Die erste Woche ist geschafft: Rainer Keller, frischgebackener Bundestagsabgeordneter der SPD für den Wahlkreis Wesel I hat ein wenig Parlamentsluft geschnuppert. Und, wie war das? „Wenn man nach Berlin kommt und zum ersten Mal ins Reichstagsgebäude kommt – da ist schon ein leichter Schauer“, sagt der Weseler, „es gibt so viele Eindrücke zu verarbeiten. Ein wenig ist das ein Gefühl wie so ein Schuljunge am ersten Schultag.
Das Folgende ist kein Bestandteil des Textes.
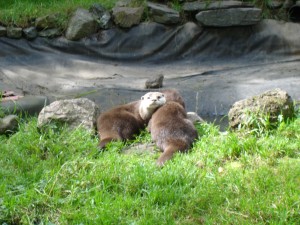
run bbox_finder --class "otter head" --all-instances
[139,92,166,120]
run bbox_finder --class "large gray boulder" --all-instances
[228,88,294,128]
[147,2,180,24]
[23,27,38,40]
[112,6,144,28]
[182,0,254,12]
[7,27,22,39]
[196,8,261,27]
[66,8,97,41]
[37,98,100,133]
[0,115,19,135]
[89,3,112,29]
[35,14,59,30]
[0,26,7,37]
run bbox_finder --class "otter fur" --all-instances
[97,92,166,148]
[148,101,198,166]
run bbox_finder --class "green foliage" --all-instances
[0,0,117,29]
[0,115,300,225]
[0,0,288,30]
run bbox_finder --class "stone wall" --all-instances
[0,0,294,41]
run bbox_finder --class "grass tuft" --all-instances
[0,113,300,224]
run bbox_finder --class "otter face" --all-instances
[141,92,166,109]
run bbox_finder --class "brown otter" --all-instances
[148,101,198,166]
[97,92,166,148]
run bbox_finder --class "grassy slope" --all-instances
[0,115,300,224]
[0,0,117,27]
[0,0,288,29]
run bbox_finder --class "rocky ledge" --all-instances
[0,0,291,41]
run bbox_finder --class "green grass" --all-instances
[0,0,117,27]
[0,112,300,225]
[0,0,288,30]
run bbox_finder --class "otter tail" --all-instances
[99,138,113,149]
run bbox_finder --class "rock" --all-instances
[39,28,61,38]
[147,2,180,24]
[196,8,261,27]
[112,7,144,28]
[228,89,294,128]
[282,0,294,9]
[115,0,133,7]
[23,27,38,40]
[187,112,205,124]
[66,8,97,41]
[0,115,19,135]
[0,95,49,116]
[267,0,283,9]
[182,0,254,12]
[0,26,7,37]
[37,98,100,133]
[35,14,59,30]
[7,27,22,39]
[145,74,164,89]
[89,3,112,29]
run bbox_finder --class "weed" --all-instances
[0,114,300,224]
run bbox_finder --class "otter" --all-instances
[147,101,198,166]
[97,92,166,149]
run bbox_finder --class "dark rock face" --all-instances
[7,27,22,39]
[196,8,261,27]
[66,9,97,41]
[38,98,100,133]
[145,74,164,89]
[228,89,294,128]
[183,0,254,12]
[0,26,7,37]
[35,14,58,30]
[113,7,144,28]
[147,2,180,24]
[89,3,112,29]
[0,115,19,135]
[23,27,38,40]
[38,28,61,38]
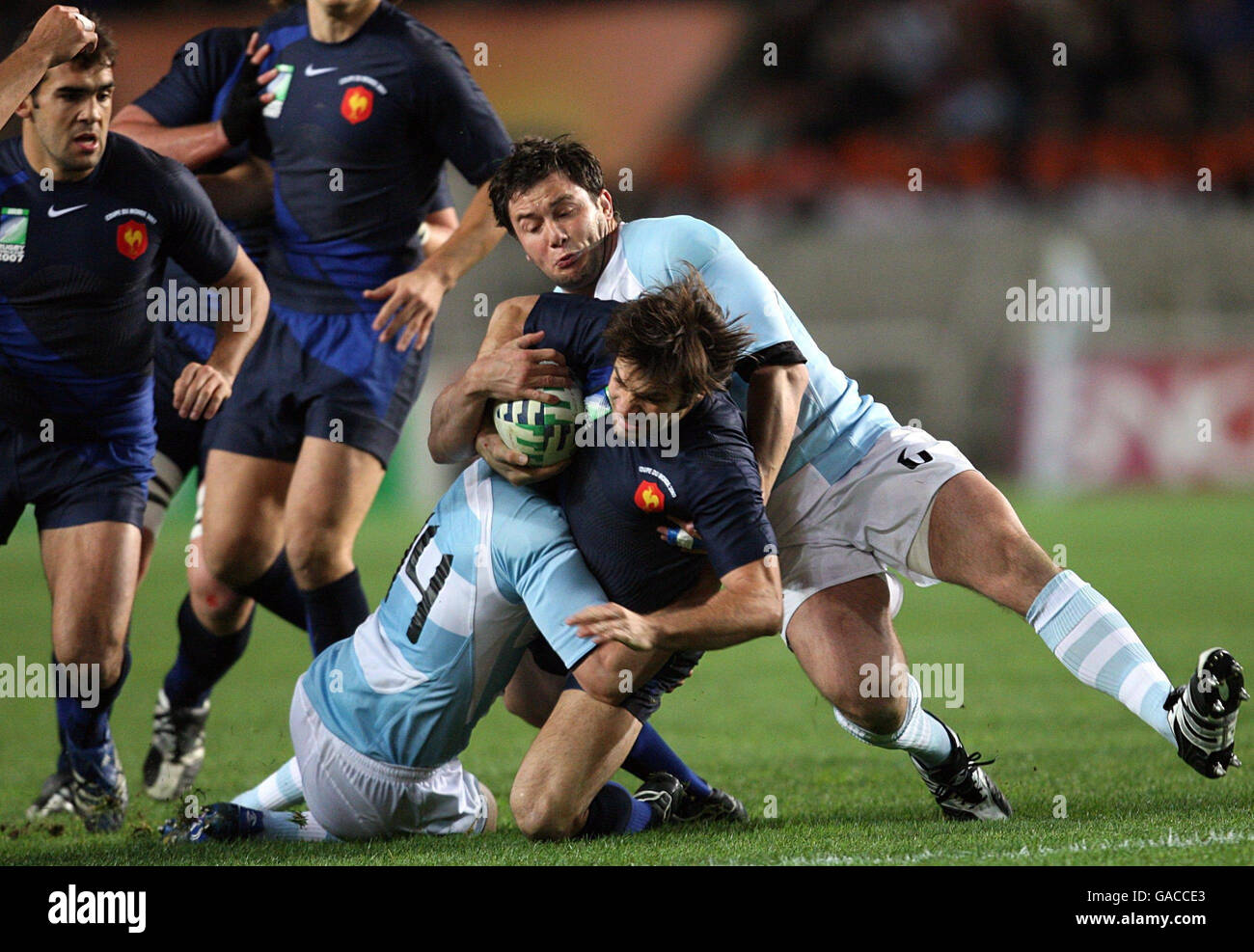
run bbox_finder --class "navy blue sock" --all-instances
[57,644,130,767]
[576,780,655,839]
[235,551,309,631]
[163,594,254,707]
[623,723,710,799]
[301,569,370,657]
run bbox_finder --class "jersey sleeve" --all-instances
[134,29,245,128]
[493,496,610,669]
[685,447,778,578]
[414,41,513,187]
[423,170,452,218]
[164,162,239,286]
[637,214,800,363]
[523,293,618,385]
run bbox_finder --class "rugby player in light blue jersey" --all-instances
[477,138,1249,819]
[162,460,762,842]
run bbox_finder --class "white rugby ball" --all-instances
[492,384,584,467]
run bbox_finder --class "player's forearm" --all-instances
[646,588,784,652]
[745,364,810,503]
[205,268,270,379]
[0,42,51,125]
[421,182,505,288]
[112,105,231,172]
[426,364,488,463]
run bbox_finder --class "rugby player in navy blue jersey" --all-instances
[191,0,509,692]
[0,14,270,830]
[0,4,96,125]
[429,275,782,839]
[113,28,458,801]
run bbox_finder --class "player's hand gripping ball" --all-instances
[492,383,584,467]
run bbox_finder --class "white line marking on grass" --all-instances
[778,830,1254,865]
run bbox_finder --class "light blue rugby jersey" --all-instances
[582,214,897,483]
[301,460,609,768]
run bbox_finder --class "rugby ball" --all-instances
[492,384,584,467]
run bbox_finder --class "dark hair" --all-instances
[605,264,753,408]
[488,135,618,237]
[13,8,118,91]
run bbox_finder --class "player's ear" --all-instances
[14,93,35,120]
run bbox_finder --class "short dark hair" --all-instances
[605,264,753,408]
[488,135,618,237]
[13,8,118,91]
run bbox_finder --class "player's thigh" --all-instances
[928,471,1058,614]
[201,449,293,585]
[39,522,141,684]
[285,437,384,558]
[787,575,906,730]
[509,690,641,839]
[504,641,565,727]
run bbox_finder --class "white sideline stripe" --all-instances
[1119,661,1166,715]
[1053,602,1115,661]
[762,830,1254,865]
[1076,625,1136,685]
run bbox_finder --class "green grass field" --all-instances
[0,483,1254,865]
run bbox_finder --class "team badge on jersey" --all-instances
[340,87,375,125]
[636,479,666,512]
[0,208,30,264]
[118,220,148,260]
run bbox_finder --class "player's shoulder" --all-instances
[0,135,26,177]
[183,26,254,58]
[622,214,727,248]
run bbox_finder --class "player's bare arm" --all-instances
[0,4,96,125]
[197,155,275,225]
[427,295,571,466]
[113,34,279,172]
[364,182,505,350]
[175,248,270,421]
[745,364,810,504]
[565,556,784,652]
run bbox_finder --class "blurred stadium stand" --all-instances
[3,0,1254,489]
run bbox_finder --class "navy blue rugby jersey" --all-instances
[252,3,511,313]
[526,293,777,612]
[134,26,270,363]
[0,134,239,440]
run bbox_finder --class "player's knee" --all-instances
[509,784,577,840]
[835,693,910,735]
[187,569,252,635]
[287,530,352,589]
[200,530,273,588]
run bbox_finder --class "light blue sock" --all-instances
[831,675,953,767]
[1027,571,1175,747]
[231,757,305,815]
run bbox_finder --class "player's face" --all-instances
[17,62,113,178]
[509,172,614,291]
[610,359,693,435]
[309,0,379,20]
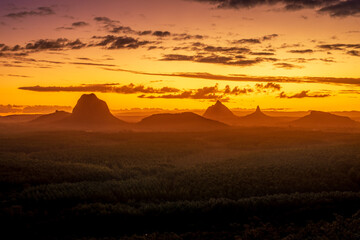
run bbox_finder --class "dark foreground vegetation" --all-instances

Wenn man dort keine Leute hat, die einen an die Hand nehmen, ist man verloren.“
Die schiere Größe des Parlamentsbetriebes sei erstaunlich, die enorme Weitläufigkeit. „Die gesamte Verwaltung und die Abgeordnetenbüros sind untertunnelt, die Wege führen zum Plenarsaal.“ Er habe sich schon überlegt, mit GPS zu navigieren, scherzt der 55-Jährige, „man ist dort regelrecht lost“.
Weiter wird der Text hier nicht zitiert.